Deux lueurs jumelles, loin au-dessus… Il en vit une crever le brouillard et s’engloutir, tandis que la seconde filait de-ci de-là avant de s’éloigner. Le pilote de ce dernier sauteur ne l’avait pas vu ; il n’avait pas vu qu’il se cachait dans les brumes glacées et salées. Donc, sa présence ne figurait pas dans les archives.
Il avança, armé de patience. Il pouvait consacrer une bonne partie de sa vie à retrouver Feliz, si nécessaire. La crainte de la mort et le fait de savoir qu’elle serait peut-être morte lorsqu’il la retrouverait n’étaient que de vagues souvenirs, aussi flous que des rêves. Il était devenu la proie des puissances élémentaires. Il était une volonté qui volait.

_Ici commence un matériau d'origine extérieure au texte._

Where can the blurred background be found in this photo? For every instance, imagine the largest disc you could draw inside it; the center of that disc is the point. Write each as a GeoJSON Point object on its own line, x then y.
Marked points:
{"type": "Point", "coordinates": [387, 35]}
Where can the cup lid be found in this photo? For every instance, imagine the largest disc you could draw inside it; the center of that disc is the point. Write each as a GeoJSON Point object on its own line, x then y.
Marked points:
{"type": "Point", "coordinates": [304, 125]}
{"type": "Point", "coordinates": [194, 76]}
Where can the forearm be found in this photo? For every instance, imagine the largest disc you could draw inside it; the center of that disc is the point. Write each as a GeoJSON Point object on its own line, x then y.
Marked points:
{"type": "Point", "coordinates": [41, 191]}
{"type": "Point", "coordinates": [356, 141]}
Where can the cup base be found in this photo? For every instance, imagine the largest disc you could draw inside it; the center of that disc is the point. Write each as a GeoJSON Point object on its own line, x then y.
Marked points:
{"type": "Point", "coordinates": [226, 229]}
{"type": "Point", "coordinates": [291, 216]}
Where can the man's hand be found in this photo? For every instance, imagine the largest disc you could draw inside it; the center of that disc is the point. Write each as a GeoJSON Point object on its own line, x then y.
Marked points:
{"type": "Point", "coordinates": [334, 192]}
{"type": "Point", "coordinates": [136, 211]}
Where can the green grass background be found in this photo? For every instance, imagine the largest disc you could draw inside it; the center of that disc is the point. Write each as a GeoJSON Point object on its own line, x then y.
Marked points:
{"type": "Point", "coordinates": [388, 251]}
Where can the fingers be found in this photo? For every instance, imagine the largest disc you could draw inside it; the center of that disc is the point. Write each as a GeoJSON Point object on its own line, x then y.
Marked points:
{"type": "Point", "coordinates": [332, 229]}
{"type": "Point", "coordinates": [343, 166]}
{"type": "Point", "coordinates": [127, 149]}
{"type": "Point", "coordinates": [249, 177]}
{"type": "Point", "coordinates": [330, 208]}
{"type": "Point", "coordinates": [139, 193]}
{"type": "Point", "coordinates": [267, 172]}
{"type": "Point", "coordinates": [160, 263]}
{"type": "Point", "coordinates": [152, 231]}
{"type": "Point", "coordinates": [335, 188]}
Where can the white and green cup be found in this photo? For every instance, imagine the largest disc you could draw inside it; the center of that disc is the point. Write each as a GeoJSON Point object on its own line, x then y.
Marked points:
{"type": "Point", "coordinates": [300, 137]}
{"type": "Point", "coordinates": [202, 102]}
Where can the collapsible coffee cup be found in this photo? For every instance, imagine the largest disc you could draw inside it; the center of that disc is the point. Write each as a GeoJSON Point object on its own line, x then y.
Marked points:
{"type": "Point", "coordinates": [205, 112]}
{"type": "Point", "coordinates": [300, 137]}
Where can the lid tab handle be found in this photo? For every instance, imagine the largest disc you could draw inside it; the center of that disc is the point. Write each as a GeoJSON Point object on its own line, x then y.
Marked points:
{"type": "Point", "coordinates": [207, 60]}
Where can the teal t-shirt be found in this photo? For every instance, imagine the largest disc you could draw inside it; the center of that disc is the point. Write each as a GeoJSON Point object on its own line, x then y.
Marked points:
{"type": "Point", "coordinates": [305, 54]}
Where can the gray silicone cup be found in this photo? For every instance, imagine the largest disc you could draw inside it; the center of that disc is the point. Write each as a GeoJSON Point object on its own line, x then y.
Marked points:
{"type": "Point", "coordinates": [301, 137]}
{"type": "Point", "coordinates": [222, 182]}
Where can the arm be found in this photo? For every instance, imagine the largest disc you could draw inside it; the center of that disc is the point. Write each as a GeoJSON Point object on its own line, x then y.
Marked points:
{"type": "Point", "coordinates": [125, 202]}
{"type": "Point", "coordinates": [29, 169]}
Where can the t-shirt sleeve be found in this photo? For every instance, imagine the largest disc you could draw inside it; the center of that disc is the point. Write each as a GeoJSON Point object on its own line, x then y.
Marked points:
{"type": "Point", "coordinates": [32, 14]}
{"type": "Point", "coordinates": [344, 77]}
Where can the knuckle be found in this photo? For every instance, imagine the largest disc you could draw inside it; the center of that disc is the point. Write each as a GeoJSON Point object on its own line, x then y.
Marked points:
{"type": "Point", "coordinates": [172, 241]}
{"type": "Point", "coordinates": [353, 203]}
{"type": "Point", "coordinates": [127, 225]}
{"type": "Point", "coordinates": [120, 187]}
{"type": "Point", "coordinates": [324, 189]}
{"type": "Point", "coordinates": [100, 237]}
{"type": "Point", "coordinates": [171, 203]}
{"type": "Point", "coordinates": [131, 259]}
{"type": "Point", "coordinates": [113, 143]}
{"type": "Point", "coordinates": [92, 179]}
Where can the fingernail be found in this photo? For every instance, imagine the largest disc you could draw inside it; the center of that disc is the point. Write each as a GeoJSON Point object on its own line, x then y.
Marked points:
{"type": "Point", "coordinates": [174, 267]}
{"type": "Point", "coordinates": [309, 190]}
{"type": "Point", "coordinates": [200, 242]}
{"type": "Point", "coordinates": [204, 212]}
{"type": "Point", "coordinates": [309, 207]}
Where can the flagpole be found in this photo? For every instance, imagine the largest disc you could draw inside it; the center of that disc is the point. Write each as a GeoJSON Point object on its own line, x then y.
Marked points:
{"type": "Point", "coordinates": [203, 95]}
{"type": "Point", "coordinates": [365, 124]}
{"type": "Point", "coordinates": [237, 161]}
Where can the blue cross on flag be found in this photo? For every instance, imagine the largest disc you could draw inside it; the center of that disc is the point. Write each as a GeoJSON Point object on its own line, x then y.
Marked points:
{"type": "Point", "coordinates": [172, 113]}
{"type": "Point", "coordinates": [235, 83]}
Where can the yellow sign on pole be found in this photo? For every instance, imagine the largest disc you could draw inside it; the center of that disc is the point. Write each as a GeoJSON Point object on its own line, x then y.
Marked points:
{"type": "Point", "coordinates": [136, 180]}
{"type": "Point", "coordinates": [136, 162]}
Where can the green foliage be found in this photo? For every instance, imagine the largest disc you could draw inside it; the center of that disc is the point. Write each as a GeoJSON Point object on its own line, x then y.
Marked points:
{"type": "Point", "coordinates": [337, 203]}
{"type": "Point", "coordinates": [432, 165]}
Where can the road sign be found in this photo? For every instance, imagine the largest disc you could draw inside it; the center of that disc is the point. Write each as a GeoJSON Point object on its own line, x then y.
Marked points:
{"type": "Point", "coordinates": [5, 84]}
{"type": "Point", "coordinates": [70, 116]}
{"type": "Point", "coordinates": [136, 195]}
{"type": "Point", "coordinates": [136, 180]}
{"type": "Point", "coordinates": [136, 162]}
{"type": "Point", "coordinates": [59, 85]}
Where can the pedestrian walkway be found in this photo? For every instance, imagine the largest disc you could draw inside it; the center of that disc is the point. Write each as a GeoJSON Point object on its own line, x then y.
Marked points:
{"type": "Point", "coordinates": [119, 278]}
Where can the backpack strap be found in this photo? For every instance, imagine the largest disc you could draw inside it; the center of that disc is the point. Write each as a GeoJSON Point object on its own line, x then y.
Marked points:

Il se positionna en vol stationnaire à un mètre du mur liquide. Des rafales tentaient de l’aspirer, tout comme elles avaient entraîné Feliz. Mais, paré à les affronter, il les évitait d’une pirouette et revenait scruter le lieu de l’accident – il revenait dans le temps aussi bien que dans l’espace, de sorte qu’ils étaient une vingtaine à chercher, le long des chutes, durant les rares secondes cruciales.
Il ne prêtait aucune attention aux autres aspects de sa personne. Elles ne représentaient que des étapes par lesquelles il était passé ou devait encore passer.
Là !
La forme sombre culbuta près de lui, sous les flots, sur le chemin de la destruction. Il tourna un volant. Son rayon tracteur accrocha l’autre véhicule. Il tâcha de le ramener à lui, mais son propre sauteur se trouva entraîné, incapable de résister à la puissance du courant.
Celui-ci allait l’engloutir quand les secours arrivèrent. À deux véhicules, trois, quatre, tous dardant leurs rayons tracteurs, ils halèrent Feliz à l’écart de la chute d’eau, hors de danger. La jeune femme bringuebalait sur sa selle, comme morte. Il ne la rejoignit pas aussitôt. D’abord, il remonta de quelques fractions de seconde, une fois, deux fois, trois, afin d’être tous ceux qui les sauveraient, elle et lui.
Lorsqu’ils se retrouvèrent seuls, enfin seuls, au milieu des brouillards et des tempêtes, elle se laissa aller dans ses bras ; il aurait voulu brûler un trou à travers le ciel pour trouver un rivage où il aurait pu prendre soin d’elle. Mais alors elle frémit, ses yeux cillèrent, puis s’ouvrirent ; l’instant d’après, elle lui souriait. Il fondit en larmes.
Près d’eux, l’océan continuait à rugir dans sa dégringolade.
Le coucher de soleil que Nomura avait atteint d’un saut ne figurait, lui non plus, dans aucune archive. Il donnait un aspect doré à la terre, et devait embraser les cataractes. Leur chanson résonnait sous l’étoile du soir.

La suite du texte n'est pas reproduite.